Tarleton’s book, to be published in March, is called ‘Overcome: Burned, Blinded and Blessed,’ and she hopes it will speak to everyone, not just victims of abuse.

‘I think I can help a whole bunch of people, not just domestic violence (victims),’ said the woman, who continues to undergo surgeries. ‘I think I can help a whole bunch of people wherever you are in your life.’

The book starts with Tarleton’s decision at 28 to move across the country from her native Vermont to Los Angeles, with her two children in tow, to work as a nurse at a UCLA hospital.

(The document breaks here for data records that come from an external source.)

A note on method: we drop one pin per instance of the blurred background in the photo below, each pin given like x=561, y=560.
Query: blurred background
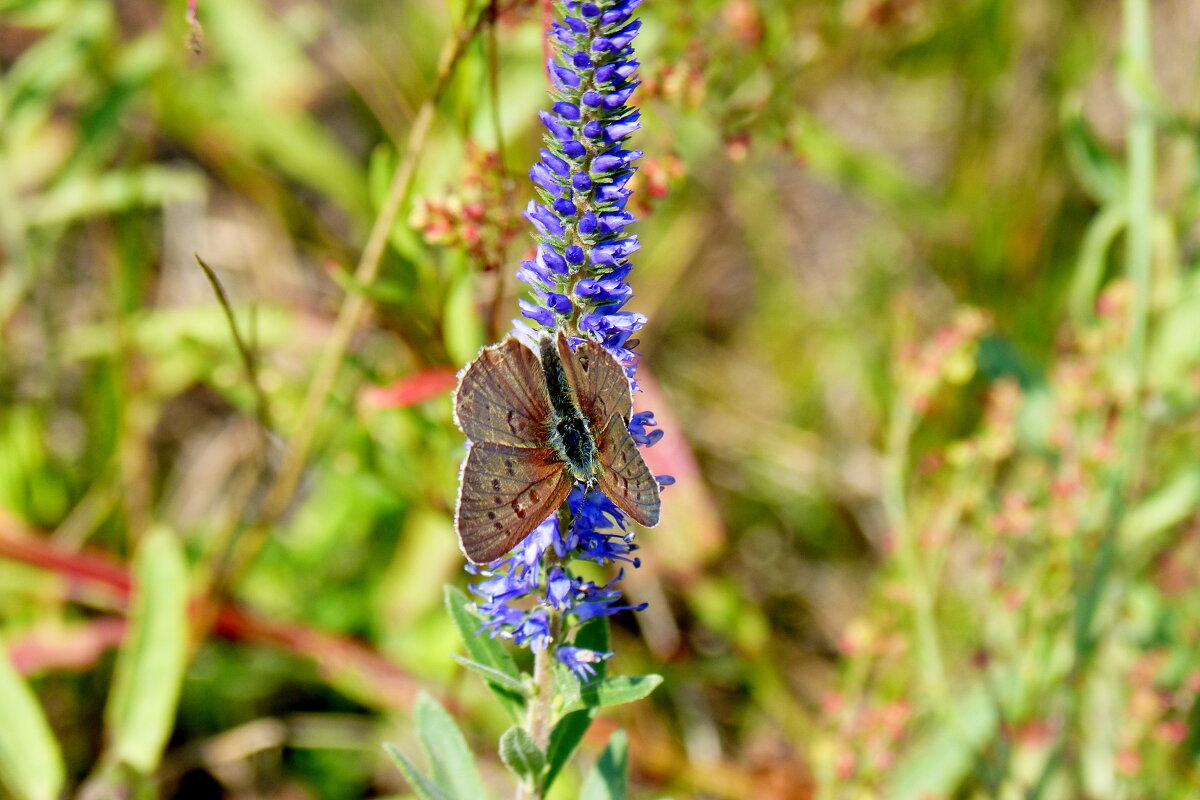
x=924, y=337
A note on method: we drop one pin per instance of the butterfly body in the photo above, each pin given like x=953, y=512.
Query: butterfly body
x=570, y=435
x=538, y=423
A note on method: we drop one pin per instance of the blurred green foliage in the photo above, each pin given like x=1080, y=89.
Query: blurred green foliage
x=923, y=298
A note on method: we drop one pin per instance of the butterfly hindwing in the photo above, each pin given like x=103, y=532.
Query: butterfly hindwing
x=504, y=493
x=624, y=476
x=599, y=382
x=502, y=397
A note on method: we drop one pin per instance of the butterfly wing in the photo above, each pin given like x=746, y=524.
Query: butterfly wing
x=624, y=476
x=599, y=382
x=502, y=397
x=504, y=493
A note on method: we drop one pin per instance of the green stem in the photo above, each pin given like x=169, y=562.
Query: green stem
x=929, y=648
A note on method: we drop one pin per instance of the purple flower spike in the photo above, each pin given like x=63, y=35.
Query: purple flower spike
x=580, y=283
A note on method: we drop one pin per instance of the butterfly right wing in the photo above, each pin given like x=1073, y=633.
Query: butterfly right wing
x=504, y=493
x=624, y=476
x=600, y=384
x=502, y=397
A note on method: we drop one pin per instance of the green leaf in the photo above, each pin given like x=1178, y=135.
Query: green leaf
x=463, y=329
x=521, y=755
x=937, y=763
x=609, y=779
x=567, y=684
x=593, y=635
x=150, y=663
x=1093, y=258
x=453, y=763
x=424, y=787
x=493, y=677
x=485, y=650
x=1098, y=170
x=615, y=691
x=30, y=759
x=564, y=739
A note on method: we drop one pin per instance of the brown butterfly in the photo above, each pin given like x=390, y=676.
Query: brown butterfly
x=538, y=423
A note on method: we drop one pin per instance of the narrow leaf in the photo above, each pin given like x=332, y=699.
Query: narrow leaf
x=564, y=739
x=485, y=650
x=447, y=751
x=521, y=755
x=424, y=787
x=615, y=691
x=150, y=663
x=493, y=675
x=609, y=780
x=593, y=635
x=30, y=759
x=567, y=685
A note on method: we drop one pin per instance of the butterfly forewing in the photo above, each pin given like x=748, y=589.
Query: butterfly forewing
x=624, y=476
x=504, y=493
x=502, y=397
x=599, y=382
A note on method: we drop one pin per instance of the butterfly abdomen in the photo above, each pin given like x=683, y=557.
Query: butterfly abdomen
x=570, y=435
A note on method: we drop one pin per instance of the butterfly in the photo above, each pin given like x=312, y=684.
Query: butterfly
x=538, y=422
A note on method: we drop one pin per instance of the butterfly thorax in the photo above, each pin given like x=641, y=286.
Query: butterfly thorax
x=570, y=435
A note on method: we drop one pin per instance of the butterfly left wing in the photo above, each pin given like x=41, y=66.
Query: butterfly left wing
x=504, y=493
x=502, y=396
x=624, y=476
x=599, y=382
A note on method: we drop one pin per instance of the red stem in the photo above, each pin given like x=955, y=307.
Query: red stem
x=335, y=655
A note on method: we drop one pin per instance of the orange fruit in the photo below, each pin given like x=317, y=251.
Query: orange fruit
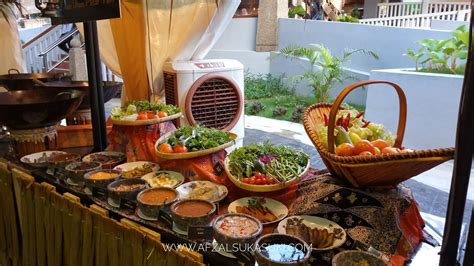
x=381, y=144
x=165, y=148
x=364, y=145
x=390, y=150
x=345, y=149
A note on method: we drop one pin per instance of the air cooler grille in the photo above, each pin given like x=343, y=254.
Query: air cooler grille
x=214, y=101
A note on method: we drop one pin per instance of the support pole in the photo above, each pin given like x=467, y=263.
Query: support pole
x=469, y=254
x=95, y=86
x=462, y=165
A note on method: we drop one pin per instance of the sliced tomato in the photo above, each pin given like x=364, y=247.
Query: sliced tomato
x=162, y=114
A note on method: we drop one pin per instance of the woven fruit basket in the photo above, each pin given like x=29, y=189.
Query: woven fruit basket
x=386, y=170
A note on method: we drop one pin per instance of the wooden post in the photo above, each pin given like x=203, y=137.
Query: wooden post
x=267, y=28
x=424, y=6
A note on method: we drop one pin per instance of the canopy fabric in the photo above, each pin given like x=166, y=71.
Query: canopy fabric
x=11, y=51
x=149, y=33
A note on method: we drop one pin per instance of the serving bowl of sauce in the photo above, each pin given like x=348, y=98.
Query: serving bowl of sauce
x=236, y=230
x=282, y=250
x=151, y=200
x=126, y=188
x=101, y=178
x=192, y=212
x=75, y=171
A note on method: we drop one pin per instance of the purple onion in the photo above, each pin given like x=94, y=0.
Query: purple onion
x=266, y=158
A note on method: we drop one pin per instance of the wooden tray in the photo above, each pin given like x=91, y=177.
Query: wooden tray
x=145, y=122
x=262, y=188
x=193, y=154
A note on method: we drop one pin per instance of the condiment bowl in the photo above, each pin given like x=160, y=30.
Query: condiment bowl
x=91, y=182
x=151, y=209
x=130, y=194
x=75, y=171
x=241, y=242
x=356, y=257
x=202, y=213
x=284, y=247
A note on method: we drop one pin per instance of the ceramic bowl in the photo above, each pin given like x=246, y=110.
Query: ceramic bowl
x=151, y=210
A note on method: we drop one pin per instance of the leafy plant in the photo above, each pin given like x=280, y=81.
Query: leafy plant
x=442, y=56
x=255, y=108
x=297, y=114
x=279, y=111
x=296, y=10
x=259, y=86
x=326, y=70
x=347, y=18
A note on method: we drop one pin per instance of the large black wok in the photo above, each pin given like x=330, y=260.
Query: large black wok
x=26, y=109
x=110, y=89
x=15, y=80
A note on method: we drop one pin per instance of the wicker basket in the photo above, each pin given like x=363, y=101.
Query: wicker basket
x=368, y=171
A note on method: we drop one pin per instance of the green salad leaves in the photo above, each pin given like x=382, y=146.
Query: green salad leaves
x=281, y=162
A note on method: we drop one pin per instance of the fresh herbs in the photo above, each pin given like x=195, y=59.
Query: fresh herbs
x=198, y=138
x=281, y=162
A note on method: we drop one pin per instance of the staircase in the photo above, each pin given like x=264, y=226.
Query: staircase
x=43, y=55
x=419, y=14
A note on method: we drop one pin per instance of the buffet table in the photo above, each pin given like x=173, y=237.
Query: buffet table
x=387, y=221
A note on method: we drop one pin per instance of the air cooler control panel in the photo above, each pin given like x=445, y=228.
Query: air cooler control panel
x=207, y=65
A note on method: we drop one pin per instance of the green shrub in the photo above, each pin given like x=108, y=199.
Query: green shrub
x=255, y=108
x=442, y=56
x=259, y=86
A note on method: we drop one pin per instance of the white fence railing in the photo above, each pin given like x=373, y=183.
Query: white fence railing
x=448, y=6
x=398, y=9
x=412, y=8
x=418, y=21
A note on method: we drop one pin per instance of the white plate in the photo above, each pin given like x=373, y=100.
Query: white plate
x=320, y=223
x=277, y=208
x=179, y=231
x=175, y=179
x=219, y=249
x=210, y=191
x=31, y=158
x=139, y=164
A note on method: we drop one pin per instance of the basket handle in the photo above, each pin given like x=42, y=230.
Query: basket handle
x=402, y=118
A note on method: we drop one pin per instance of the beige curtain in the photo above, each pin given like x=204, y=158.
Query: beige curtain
x=11, y=51
x=173, y=30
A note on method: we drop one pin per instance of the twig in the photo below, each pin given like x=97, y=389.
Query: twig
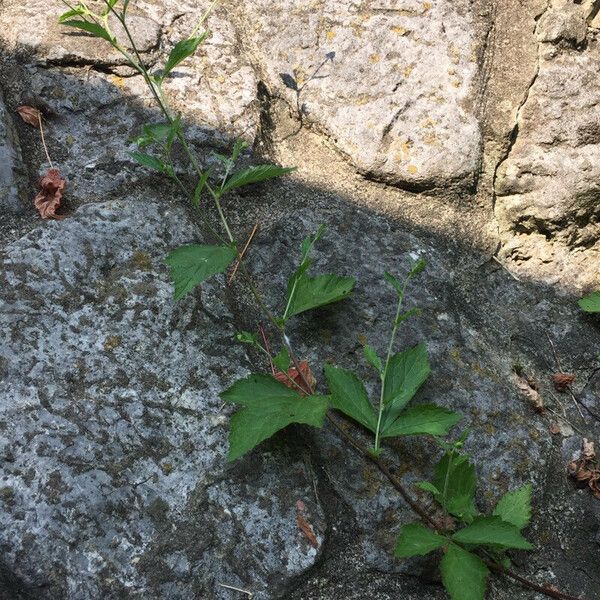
x=43, y=140
x=231, y=587
x=241, y=256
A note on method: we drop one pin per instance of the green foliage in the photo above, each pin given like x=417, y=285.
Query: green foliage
x=191, y=265
x=407, y=371
x=591, y=302
x=305, y=292
x=417, y=540
x=515, y=507
x=464, y=574
x=182, y=50
x=268, y=407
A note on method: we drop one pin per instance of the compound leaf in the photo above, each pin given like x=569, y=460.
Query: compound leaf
x=417, y=540
x=425, y=419
x=254, y=175
x=191, y=265
x=515, y=507
x=464, y=574
x=268, y=406
x=492, y=531
x=406, y=373
x=349, y=396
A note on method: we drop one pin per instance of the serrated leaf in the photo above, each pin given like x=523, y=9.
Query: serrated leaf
x=282, y=360
x=92, y=28
x=181, y=51
x=417, y=540
x=515, y=507
x=492, y=531
x=313, y=292
x=456, y=479
x=372, y=358
x=254, y=175
x=464, y=574
x=191, y=265
x=591, y=302
x=406, y=373
x=349, y=396
x=268, y=406
x=428, y=487
x=425, y=419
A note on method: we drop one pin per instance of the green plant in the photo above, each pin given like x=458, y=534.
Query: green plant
x=268, y=403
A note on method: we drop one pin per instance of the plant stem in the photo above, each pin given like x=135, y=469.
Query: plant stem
x=376, y=447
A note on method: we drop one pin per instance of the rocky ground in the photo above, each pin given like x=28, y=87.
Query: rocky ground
x=465, y=132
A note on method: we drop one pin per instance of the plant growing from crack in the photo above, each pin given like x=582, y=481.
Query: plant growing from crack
x=270, y=403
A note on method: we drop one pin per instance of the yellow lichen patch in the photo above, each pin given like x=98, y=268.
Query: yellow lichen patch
x=112, y=342
x=399, y=30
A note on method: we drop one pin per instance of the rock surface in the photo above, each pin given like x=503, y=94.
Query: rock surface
x=463, y=132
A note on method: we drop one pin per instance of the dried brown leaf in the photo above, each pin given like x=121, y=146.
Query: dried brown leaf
x=49, y=197
x=562, y=381
x=31, y=116
x=529, y=389
x=304, y=526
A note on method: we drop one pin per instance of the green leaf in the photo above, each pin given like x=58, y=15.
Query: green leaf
x=93, y=28
x=181, y=51
x=349, y=396
x=425, y=419
x=455, y=476
x=254, y=175
x=268, y=406
x=417, y=540
x=591, y=302
x=201, y=184
x=372, y=358
x=312, y=292
x=406, y=373
x=515, y=507
x=492, y=531
x=76, y=11
x=282, y=360
x=191, y=265
x=397, y=285
x=109, y=6
x=464, y=574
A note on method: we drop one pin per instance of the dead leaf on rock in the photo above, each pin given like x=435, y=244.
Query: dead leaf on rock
x=300, y=378
x=31, y=116
x=49, y=197
x=529, y=389
x=304, y=526
x=586, y=470
x=562, y=381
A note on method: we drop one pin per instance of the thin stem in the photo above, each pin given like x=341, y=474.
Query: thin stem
x=43, y=140
x=390, y=349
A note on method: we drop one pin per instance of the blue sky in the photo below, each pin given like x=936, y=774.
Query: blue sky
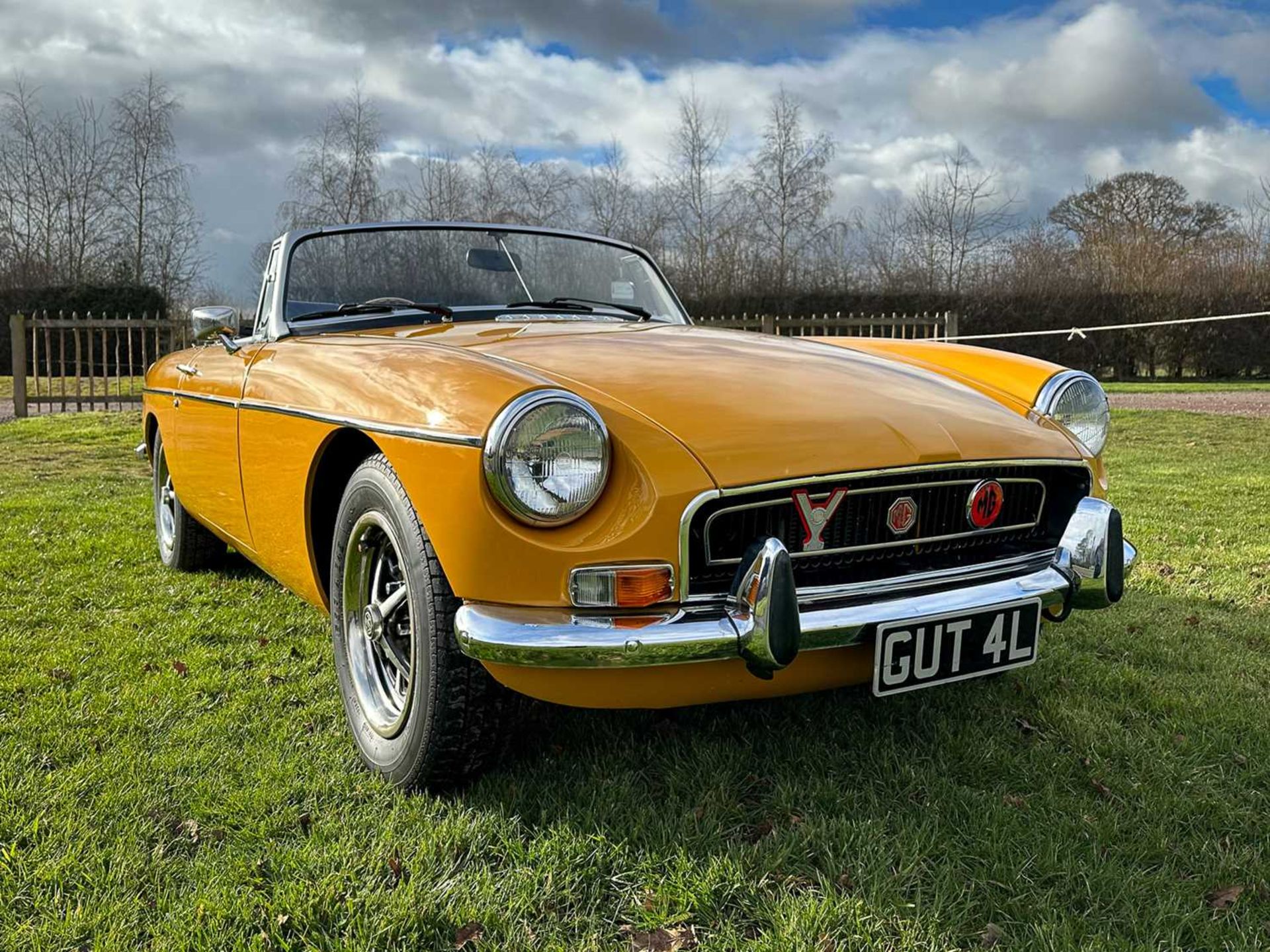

There she met Rodgers, whom she eventually married. The family moved back to Thetford, where her marriage started to unravel — in part over Rodgers’ dishonesty, she writes.

Tarleton recalls what she now says was a premonition. One evening when she was about to leave for her night shift at the hospital, her 12-year-old daughter was sobbing in her bedroom. When she asked what was wrong, her daughter said,

‘Something really, really bad is going to happen to you.’

Eight months later, it did. Rodgers is serving a minimum of 30 years in prison for the June 2007 attack.

When she set out to write the book three years later with only limited vision in one eye, she stalled when it came time to explain what Rodgers had done to her that night. She had to coach herself through it.

‘Alone at my magnifying machine, I felt physically ill with what I was doing,’ she wrote.

‘The experience of reliving that night, trying to capture every detail as vividly as I remembered it, was sickening. Halfway through, I let my pen drop and rushed to my bedroom, the edges of my limited vision blackening.’

It took her two days to write it. It was scary, but it was what she wanted to do, she said. She talked out the rest of the book and recorded it. She hired Writers of the Round Table Press to write it all down, including dialogue she had recalled.

‘I was paying attention, because some of it I couldn’t forget if I wanted to,’ she said.

She writes about facing Rodgers in court, how she dealt with being blind and disfigured, her pain, the help she has received from her community, family and friends, and how she came to forgive the man who maimed her so she could get on with her own life.

‘That’s where I feel people get stuck because we don’t have a segment of our society that says just because this terrible thing happened to you it doesn’t have to ruin the rest of your life,’ she said. ‘And I want to be the example of that because it doesn’t.’

Publishing the book was a no-brainer for Writers of the Round Table Press, said vice president David Cohen.

‘Taking that kind of experience and turning that energy into something positive and wanting to go out there and effect change with as much as she had to overcome, to me was just striking,’ Cohen said.

She has had several recent surgeries to install a catheter in her chest and was sick last winter with hyperthyroidism.

She has plans to write other books and has started a blog on the book’s website, in a bid to share her positive attitude with others.